Saunders, Claire Nicole (2022) Thermal Behavior of Cuprous Oxide: a Comprehensive Study of Three-Body Phonon Effects and Beyond. Dissertation (Ph.D.), California Institute of Technology. doi:10.7907/mate-2v65. https://resolver.caltech.edu/CaltechTHESIS:05262022-015714738

Abstract

Phonons, or quantized normal modes of crystal vibrations, are responsible for much of the thermophysical behavior in solid-state systems. This behavior includes properties like thermal expansion, defined as the change in material volume in response to temperature. Typically, materials expand upon heating and contract upon cooling; however, some undergo anomalous or negative thermal expansion (NTE). This study focuses on a material with NTE, cuprous oxide (Cu2O), commonly known as cuprite. Using computational and experimental methods, we identify the underlying mechanisms of the NTE and how these mechanisms relate to temperature-dependent phonon behavior with temperature, using both computational and experimental methods.
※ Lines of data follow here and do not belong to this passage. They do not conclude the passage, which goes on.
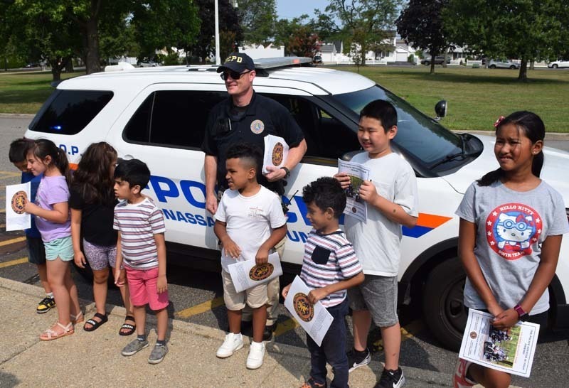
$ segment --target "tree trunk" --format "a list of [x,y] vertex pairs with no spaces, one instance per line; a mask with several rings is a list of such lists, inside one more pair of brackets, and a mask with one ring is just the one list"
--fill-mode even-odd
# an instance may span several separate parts
[[518,76],[519,81],[526,82],[528,80],[528,60],[522,58],[520,63],[520,74]]
[[92,17],[85,23],[87,33],[87,55],[85,66],[87,74],[101,71],[99,63],[99,31],[97,19]]

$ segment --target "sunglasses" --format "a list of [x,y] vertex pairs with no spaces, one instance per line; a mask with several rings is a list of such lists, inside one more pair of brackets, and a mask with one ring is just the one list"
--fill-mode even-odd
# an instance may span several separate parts
[[224,71],[223,72],[220,74],[219,76],[221,77],[221,79],[223,80],[224,81],[228,78],[229,78],[230,77],[231,77],[232,80],[239,80],[241,77],[243,77],[244,74],[247,74],[248,72],[251,72],[251,70],[248,70],[243,72],[237,72],[236,71],[229,70],[229,71]]

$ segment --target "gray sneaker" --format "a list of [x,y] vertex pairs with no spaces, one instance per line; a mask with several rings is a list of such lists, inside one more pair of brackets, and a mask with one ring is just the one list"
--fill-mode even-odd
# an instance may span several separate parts
[[129,343],[122,349],[121,354],[124,356],[132,355],[139,350],[142,350],[147,346],[148,341],[139,341],[138,340],[134,340],[131,341],[130,343]]
[[166,357],[166,353],[168,352],[168,347],[165,345],[154,345],[152,352],[150,353],[150,357],[148,357],[148,362],[150,364],[158,364]]

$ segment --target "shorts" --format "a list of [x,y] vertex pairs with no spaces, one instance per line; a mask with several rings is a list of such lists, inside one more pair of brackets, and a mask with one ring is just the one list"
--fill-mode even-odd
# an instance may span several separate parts
[[348,290],[350,308],[356,311],[369,310],[376,326],[393,326],[399,322],[397,291],[397,276],[366,274],[363,283]]
[[28,245],[28,262],[33,264],[45,264],[46,247],[41,238],[26,236],[26,243]]
[[117,263],[117,246],[103,247],[91,244],[83,239],[83,252],[93,271],[101,271]]
[[148,304],[154,311],[168,307],[168,290],[158,293],[158,267],[149,269],[133,269],[125,266],[129,284],[130,301],[134,306]]
[[46,259],[53,261],[58,257],[63,262],[70,262],[73,259],[73,243],[71,236],[55,239],[49,242],[44,242],[46,247]]
[[258,308],[267,304],[267,284],[259,284],[251,289],[237,292],[228,272],[221,270],[223,281],[223,300],[225,307],[231,311],[243,310],[245,302],[251,308]]

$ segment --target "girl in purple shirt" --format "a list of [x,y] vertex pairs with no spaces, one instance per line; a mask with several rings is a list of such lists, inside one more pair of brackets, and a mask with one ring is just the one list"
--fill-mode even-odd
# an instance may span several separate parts
[[65,178],[69,163],[65,153],[45,139],[34,141],[26,158],[28,169],[34,176],[43,174],[36,203],[28,202],[24,210],[36,216],[36,225],[46,247],[48,282],[57,304],[57,322],[40,335],[40,340],[49,341],[73,334],[73,323],[83,320],[70,267],[73,246]]

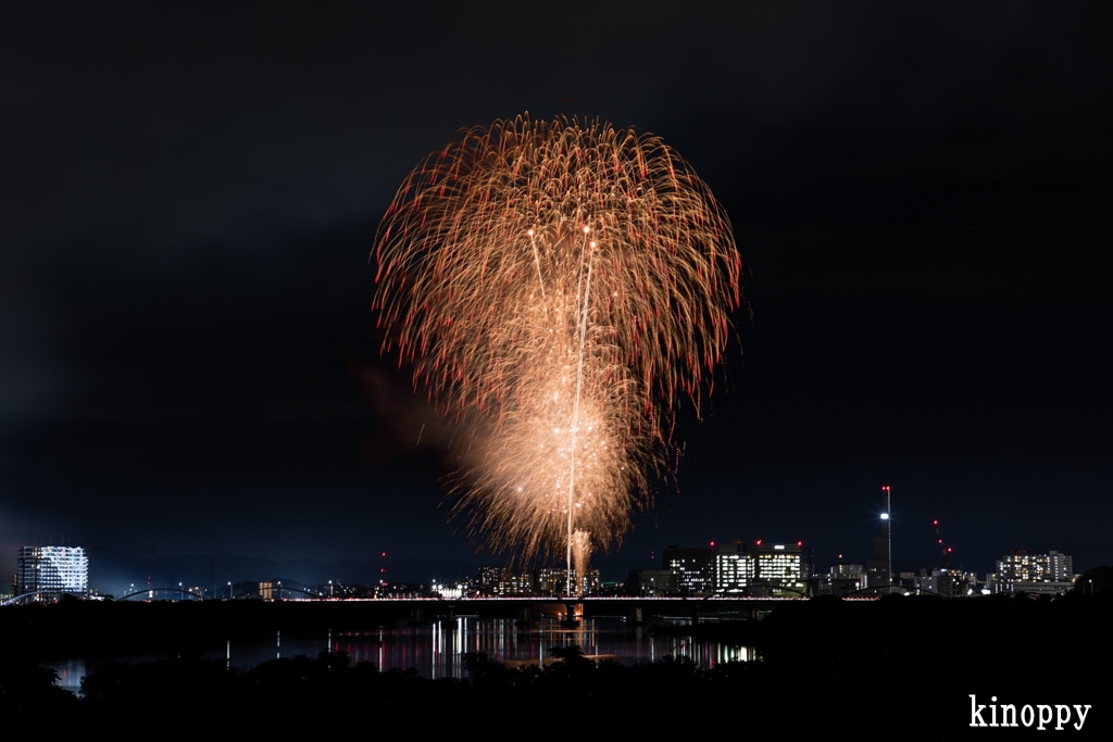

Computationally, we interpret temperature-dependent changes in phonon energies with perturbation theory. Assuming that the bonds between atoms behave like simple harmonic oscillators, we model the observed random motion of the atoms around their equilibrium positions with quasi-harmonic (QH) and anharmonic (AH) approximations. Furthermore, the perturbations in the atom position allow us to model phonon energy changes in response to temperatures.

While these models, particularly AH models, have proven accurate in predicting the phonon behavior, experimental methods, like inelastic neutron scattering (INS), remain the gold standard for validation. This study presents INS data from single-crystal cuprite measured on the Wide-Angular Range Chopper Spectrometer (ARCS) at the Oak Ridge National Laboratory (ORNL) Spallation Neutron Source (SNS). We present INS data collected at 10 K, 300 K, 700 K, and 900 K. The post-processing workflow included: (1) binning with the software package Mantid, (2) reducing with a multiphonon background correction for polyatomic crystals, and (3) condensing into a single irreducible wedge in the first Brillouin zone (BZ). From this, we obtain a four-dimensional scattering function S(Q, E). Our AH calculations use the stochastic-Temperature Dependent Effective Potential (sTDEP) and the Machine Learning Interatomic Potential (MLIP) methods. The former method uses perturbation theory to include cubic and quartic AH contributions. The latter uses machine learning (ML), which in principle, includes all orders of AH terms.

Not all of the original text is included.